Un coup de pompe à 16 heures ? Une envie soudaine de sucre qui débarque sans prévenir ? Pas de panique, c’est normal. Avec la périménopause, les fluctuations hormonales adorent jouer avec notre glycémie et nos humeurs. Le problème, c’est que lorsque l’on court partout entre le travail et la vie de famille, on finit souvent par craquer sur le premier biscuit industriel venu. Résultat : un pic de sucre, un coup de fatigue dix minutes après, et des bouffées de chaleur qui s’emballent.
Bonne nouvelle : il est tout à fait possible de se faire plaisir sans passer deux heures en cuisine. Voici le guide de survie des encas express, gourmands et parfaitement adaptés à vos hormones.
1. Le duo magique : Oléagineux et chocolat noir
Quand le temps presse, la simplicité est votre meilleure alliée. Mais attention, pas n’importe quel duo.
Le pouvoir des amandes et des noix
Une poignée d’amandes ou de noix de Grenoble se glisse dans n’importe quel sac. Riches en bons lipides, en fibres et en protéines, elles calent l’estomac pour de bon. Mieux encore : elles contiennent du magnésium, le minéral star pour apaiser le système nerveux et réduire le stress en périménopause.
Le carré de chocolat qui sauve la mise
Associez vos noix à un ou deux carrés de chocolat noir à 85 % de cacao minimum. Pourquoi ? Parce qu’il apporte des antioxydants et très peu de sucre. Ce mariage stoppe net les fringales sans affoler votre insuline. C’est le snack zéro préparation par excellence.
2. Le champion de la satiété : L’avocat express ou le yaourt protéiné
Besoin de quelque chose de plus consistant qui se prépare en moins de deux minutes chrono ? Misez sur les protéines et les graisses saines.
Le demi-avocat
Coupez un avocat en deux, versez un filet de jus de citron, une pincée de sel, et dégustez à la petite cuillère. L’avocat est une mine d’or pour la peau, souvent asséchée par la baisse des œstrogènes, et il apporte une satiété durable.
Le yaourt végétal ou de brebis enrichi
Si vous préférez le côté frais, optez pour un yaourt de brebis, un skyr, un yaourt grec ou un yaourt végétal au lait de coco sans sucre ajouté. Ajoutez-y une cuillère à soupe de graines de chia ou de lin moulues. Ces petites graines sont riches en oméga-3 et en lignanes, des phytoœstrogènes naturels qui aident à équilibrer doucement vos hormones.
3. Les douceurs fruitées à index glycémique bas
Envie d’une note sucrée et fruitée sans subir le contrecoup d’un pic de glycémie ? Le secret réside dans le choix des fruits et leur association.
Les baies, vos meilleures amies
Framboises, myrtilles et mûres sont les reines de la périménopause. Elles sont riches en antioxydants et contiennent naturellement très peu de sucre. Vous pouvez les consommer fraîches ou surgelées (à décongeler rapidement).
L’astuce de la purée d’oléagineux
Pour rendre vos fruits encore plus efficaces contre la faim, trempez des tranches de pomme ou vos baies dans une cuillère de purée d’amande complète ou de tahini (crème de sésame).

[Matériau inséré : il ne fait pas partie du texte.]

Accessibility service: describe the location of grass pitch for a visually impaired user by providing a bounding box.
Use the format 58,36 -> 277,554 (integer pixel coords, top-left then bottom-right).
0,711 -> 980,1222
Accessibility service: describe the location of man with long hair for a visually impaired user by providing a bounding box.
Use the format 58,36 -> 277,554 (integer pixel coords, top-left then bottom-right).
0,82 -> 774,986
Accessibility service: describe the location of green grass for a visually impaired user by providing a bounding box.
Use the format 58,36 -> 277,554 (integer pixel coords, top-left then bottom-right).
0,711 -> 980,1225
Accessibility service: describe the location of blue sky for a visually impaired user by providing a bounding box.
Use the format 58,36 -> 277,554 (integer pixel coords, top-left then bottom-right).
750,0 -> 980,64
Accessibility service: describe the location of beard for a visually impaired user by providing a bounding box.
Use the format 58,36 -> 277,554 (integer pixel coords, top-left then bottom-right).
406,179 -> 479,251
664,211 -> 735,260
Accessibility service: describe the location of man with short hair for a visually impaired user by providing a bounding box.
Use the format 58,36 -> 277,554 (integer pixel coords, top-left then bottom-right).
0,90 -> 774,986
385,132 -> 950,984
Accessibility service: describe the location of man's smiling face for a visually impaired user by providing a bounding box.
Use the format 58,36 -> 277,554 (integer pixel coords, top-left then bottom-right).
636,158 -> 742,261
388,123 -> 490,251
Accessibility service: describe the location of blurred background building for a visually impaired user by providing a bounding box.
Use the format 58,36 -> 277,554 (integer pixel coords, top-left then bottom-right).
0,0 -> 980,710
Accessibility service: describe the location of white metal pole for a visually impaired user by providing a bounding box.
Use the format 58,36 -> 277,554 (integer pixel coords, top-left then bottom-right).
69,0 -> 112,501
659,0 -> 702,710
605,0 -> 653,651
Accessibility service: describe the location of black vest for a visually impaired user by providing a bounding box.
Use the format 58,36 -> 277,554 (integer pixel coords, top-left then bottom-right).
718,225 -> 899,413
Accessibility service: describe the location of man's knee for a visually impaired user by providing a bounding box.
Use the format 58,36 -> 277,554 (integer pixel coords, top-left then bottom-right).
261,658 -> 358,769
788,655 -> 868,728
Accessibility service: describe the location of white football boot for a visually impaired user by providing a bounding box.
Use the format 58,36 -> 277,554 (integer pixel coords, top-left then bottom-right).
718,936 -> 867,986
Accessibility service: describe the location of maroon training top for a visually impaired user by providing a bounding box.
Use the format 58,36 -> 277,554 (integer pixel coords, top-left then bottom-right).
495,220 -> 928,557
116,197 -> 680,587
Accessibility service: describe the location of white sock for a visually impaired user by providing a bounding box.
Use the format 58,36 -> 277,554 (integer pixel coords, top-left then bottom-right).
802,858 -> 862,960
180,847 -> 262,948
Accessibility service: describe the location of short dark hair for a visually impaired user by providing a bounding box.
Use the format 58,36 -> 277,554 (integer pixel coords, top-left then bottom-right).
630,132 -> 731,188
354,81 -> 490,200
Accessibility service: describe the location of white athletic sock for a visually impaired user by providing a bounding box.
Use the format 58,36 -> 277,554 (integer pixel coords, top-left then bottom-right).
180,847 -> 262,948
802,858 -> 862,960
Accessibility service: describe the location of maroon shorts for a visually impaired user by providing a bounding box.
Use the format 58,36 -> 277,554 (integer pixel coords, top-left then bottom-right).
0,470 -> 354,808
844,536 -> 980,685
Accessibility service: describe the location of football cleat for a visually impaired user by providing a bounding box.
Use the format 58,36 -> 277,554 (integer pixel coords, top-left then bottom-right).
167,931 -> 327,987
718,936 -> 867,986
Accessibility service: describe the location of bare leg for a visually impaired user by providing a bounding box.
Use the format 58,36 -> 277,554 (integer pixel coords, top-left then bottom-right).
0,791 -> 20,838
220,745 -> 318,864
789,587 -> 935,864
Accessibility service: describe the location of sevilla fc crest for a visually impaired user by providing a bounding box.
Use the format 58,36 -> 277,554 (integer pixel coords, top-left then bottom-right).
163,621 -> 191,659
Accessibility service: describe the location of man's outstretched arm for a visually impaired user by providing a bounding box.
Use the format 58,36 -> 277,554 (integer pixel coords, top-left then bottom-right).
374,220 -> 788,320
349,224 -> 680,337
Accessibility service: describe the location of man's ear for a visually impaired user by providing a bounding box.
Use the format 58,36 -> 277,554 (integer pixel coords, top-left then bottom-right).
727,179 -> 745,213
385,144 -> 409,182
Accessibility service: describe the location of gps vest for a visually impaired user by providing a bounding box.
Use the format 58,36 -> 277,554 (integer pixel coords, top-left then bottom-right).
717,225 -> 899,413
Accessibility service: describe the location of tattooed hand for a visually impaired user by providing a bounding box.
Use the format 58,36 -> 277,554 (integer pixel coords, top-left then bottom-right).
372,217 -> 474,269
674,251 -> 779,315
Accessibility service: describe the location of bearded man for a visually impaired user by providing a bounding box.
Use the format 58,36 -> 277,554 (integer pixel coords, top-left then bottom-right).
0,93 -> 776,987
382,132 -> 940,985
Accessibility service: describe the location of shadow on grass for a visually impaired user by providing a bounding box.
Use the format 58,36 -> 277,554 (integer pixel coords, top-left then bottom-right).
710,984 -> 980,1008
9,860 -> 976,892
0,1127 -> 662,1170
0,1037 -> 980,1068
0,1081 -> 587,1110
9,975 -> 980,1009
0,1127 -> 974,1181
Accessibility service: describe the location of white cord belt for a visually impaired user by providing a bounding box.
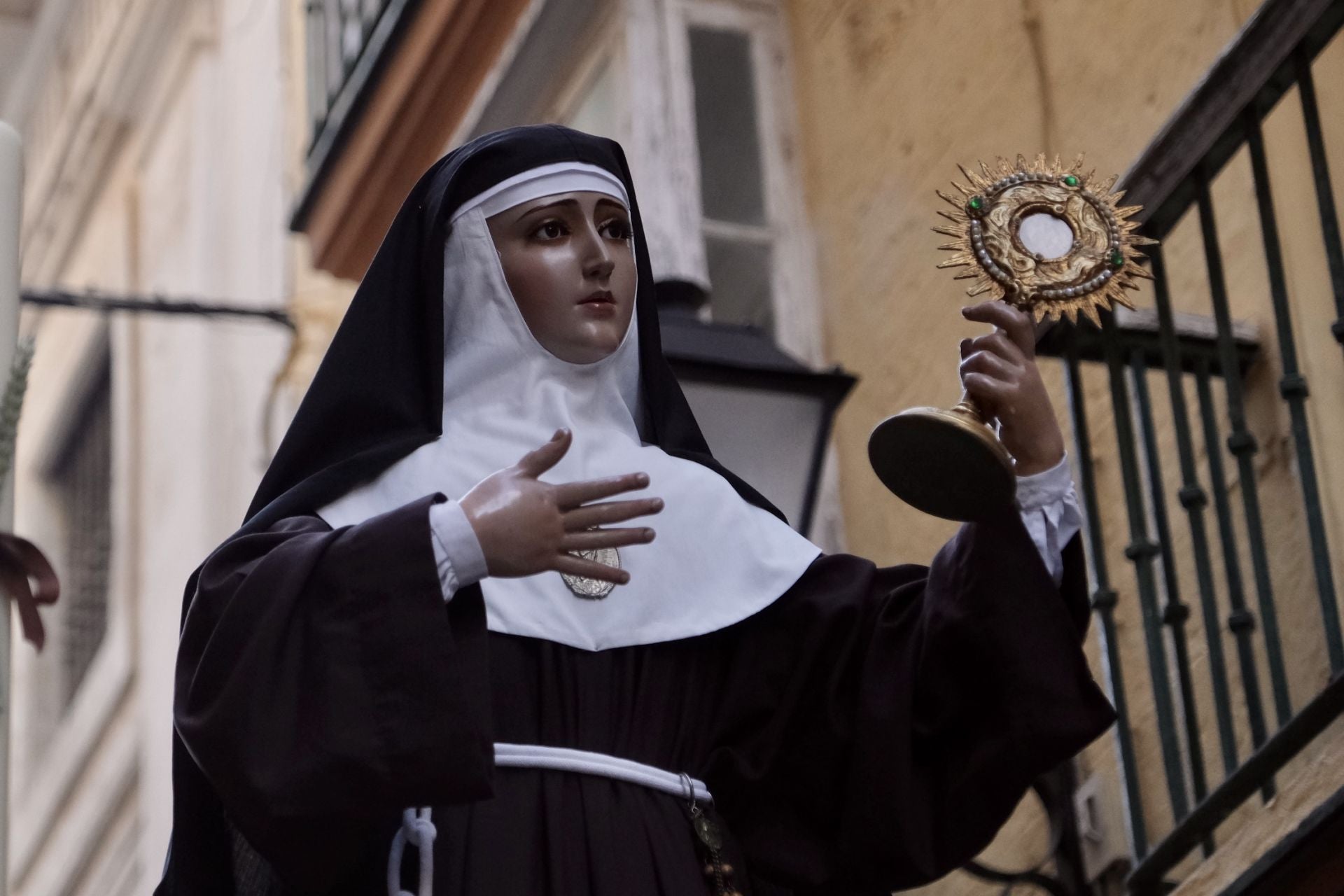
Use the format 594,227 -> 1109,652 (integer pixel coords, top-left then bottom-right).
495,744 -> 714,802
387,744 -> 714,896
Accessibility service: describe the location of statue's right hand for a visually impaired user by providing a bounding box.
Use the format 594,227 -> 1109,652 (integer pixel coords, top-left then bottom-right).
460,430 -> 663,584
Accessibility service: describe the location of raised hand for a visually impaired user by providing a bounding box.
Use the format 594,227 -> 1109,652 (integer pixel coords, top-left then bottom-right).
961,301 -> 1065,475
460,430 -> 663,584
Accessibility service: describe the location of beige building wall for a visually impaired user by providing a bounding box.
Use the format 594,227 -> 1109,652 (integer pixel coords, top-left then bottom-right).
6,0 -> 297,896
789,0 -> 1344,896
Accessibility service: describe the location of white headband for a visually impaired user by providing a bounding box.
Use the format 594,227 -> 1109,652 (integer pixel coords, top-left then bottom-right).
449,161 -> 630,223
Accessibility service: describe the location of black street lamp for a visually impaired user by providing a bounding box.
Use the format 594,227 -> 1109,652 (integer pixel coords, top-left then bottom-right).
657,281 -> 858,535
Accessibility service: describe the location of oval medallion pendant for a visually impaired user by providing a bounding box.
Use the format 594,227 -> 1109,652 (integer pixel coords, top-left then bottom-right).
561,548 -> 621,601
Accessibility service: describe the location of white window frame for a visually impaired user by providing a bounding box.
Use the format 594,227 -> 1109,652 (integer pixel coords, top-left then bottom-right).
444,0 -> 846,551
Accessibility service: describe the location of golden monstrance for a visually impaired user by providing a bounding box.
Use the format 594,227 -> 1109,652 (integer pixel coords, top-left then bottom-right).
868,155 -> 1156,522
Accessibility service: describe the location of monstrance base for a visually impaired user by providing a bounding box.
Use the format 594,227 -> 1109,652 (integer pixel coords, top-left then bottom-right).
868,405 -> 1017,523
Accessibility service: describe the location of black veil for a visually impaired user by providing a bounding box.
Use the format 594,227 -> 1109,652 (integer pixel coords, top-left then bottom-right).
241,125 -> 783,532
155,125 -> 785,896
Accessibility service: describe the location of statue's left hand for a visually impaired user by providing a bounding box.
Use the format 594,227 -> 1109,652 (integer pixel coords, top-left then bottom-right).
961,301 -> 1065,475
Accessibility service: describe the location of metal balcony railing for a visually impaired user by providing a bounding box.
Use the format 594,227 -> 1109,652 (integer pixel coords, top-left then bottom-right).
1040,0 -> 1344,895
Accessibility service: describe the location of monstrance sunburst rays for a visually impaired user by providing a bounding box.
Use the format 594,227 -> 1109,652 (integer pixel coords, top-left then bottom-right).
934,153 -> 1157,326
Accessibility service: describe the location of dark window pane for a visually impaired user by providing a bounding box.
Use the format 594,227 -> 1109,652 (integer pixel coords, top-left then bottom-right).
54,368 -> 111,705
704,237 -> 774,332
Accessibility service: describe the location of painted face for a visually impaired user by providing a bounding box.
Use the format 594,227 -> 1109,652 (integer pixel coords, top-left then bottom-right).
485,191 -> 636,364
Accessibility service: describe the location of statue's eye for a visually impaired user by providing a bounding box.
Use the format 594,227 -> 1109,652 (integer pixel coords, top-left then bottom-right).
532,220 -> 564,239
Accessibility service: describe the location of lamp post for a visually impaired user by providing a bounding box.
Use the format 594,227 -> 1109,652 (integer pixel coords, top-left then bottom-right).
657,281 -> 858,535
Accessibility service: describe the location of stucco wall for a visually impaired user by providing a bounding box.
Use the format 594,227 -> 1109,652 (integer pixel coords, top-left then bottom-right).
790,0 -> 1344,893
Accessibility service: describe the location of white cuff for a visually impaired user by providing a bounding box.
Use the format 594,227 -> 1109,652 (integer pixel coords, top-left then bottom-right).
428,501 -> 488,601
1017,454 -> 1082,584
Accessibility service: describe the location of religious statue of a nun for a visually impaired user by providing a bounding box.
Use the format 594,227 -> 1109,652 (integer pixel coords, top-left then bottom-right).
156,125 -> 1113,896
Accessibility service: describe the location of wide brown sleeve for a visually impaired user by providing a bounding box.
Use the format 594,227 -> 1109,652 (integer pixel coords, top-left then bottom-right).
704,514 -> 1114,893
174,496 -> 493,892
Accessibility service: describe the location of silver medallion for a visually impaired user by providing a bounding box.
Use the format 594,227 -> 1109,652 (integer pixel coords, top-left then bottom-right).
561,548 -> 621,601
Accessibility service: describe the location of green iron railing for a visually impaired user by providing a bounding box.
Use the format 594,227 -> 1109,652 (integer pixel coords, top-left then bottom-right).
1037,0 -> 1344,895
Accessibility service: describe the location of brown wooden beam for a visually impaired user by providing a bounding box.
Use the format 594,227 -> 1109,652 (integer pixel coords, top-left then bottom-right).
1121,0 -> 1344,231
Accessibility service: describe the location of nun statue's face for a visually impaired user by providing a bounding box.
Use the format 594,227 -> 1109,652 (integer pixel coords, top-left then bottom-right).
486,191 -> 636,364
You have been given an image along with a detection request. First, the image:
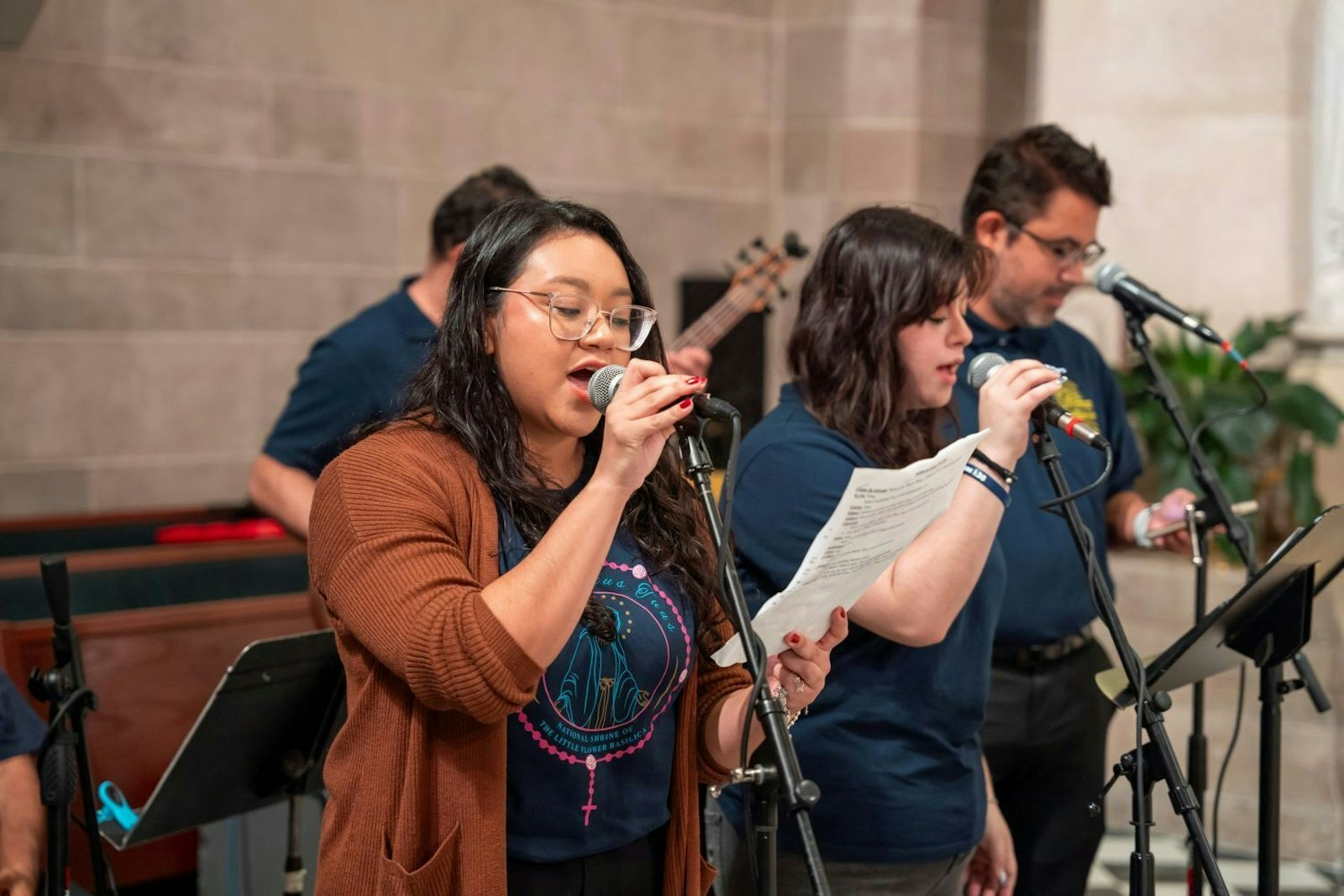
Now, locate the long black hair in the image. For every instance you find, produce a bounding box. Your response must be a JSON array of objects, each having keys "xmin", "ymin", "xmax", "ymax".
[
  {"xmin": 789, "ymin": 206, "xmax": 993, "ymax": 468},
  {"xmin": 398, "ymin": 199, "xmax": 722, "ymax": 649}
]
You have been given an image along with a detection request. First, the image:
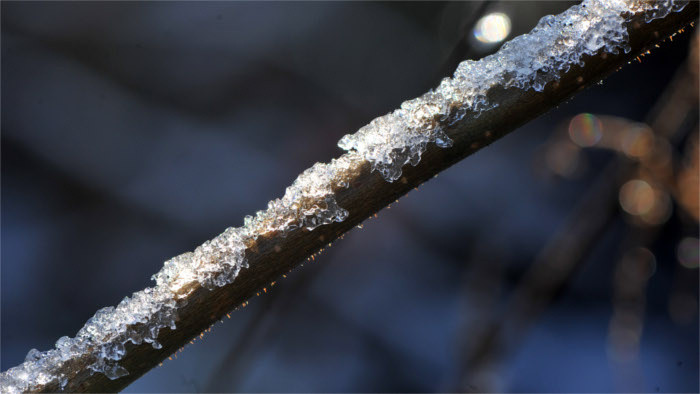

Le gras sain et les protéines de la purée ralentissent l’absorption du sucre du fruit. Votre énergie reste stable, et votre humeur aussi.
Conclusion
Prendre soin de soi et de ses hormones ne demande pas un diplôme de cuisine ni des heures devant les fourneaux. En choisissant des ingrédients bruts, riches en bons lipides et bas en sucre, vous offrez à votre corps le carburant nécessaire pour traverser la périménopause avec énergie. L’important est d’anticiper en ayant toujours ces quelques essentiels dans vos placards.
FAQ (Foire Aux Questions)
Pourquoi ai-je des fringales plus intenses depuis la périménopause ?
La baisse progressive des œstrogènes perturbe la leptine et la ghréline, les hormones qui contrôlent la faim et la satiété. De plus, le corps devient plus sensible au stress, ce qui pousse à chercher du réconfort dans le sucre.
Le pop-corn est-il un bon encas pour la ménopause ?
Oui, à condition qu’il soit fait maison, soufflé à l’air libre, sans sucre et avec juste une pincée de sel ou d’épices (comme le curcuma associé à une pincée de poivre noir). Le maïs est une céréale riche en fibres, mais elle cale moins bien sur le long terme qu’une poignée d’amandes.
Quel est le meilleur moment pour prendre son encas ?
Idéalement l’après-midi, entre 16h et 17h. C’est le moment où le corps subit une baisse naturelle de cortisol et de sérotonine. Un encas sain à ce moment-là permet d’éviter de stocker et garantit un dîner plus léger et serein.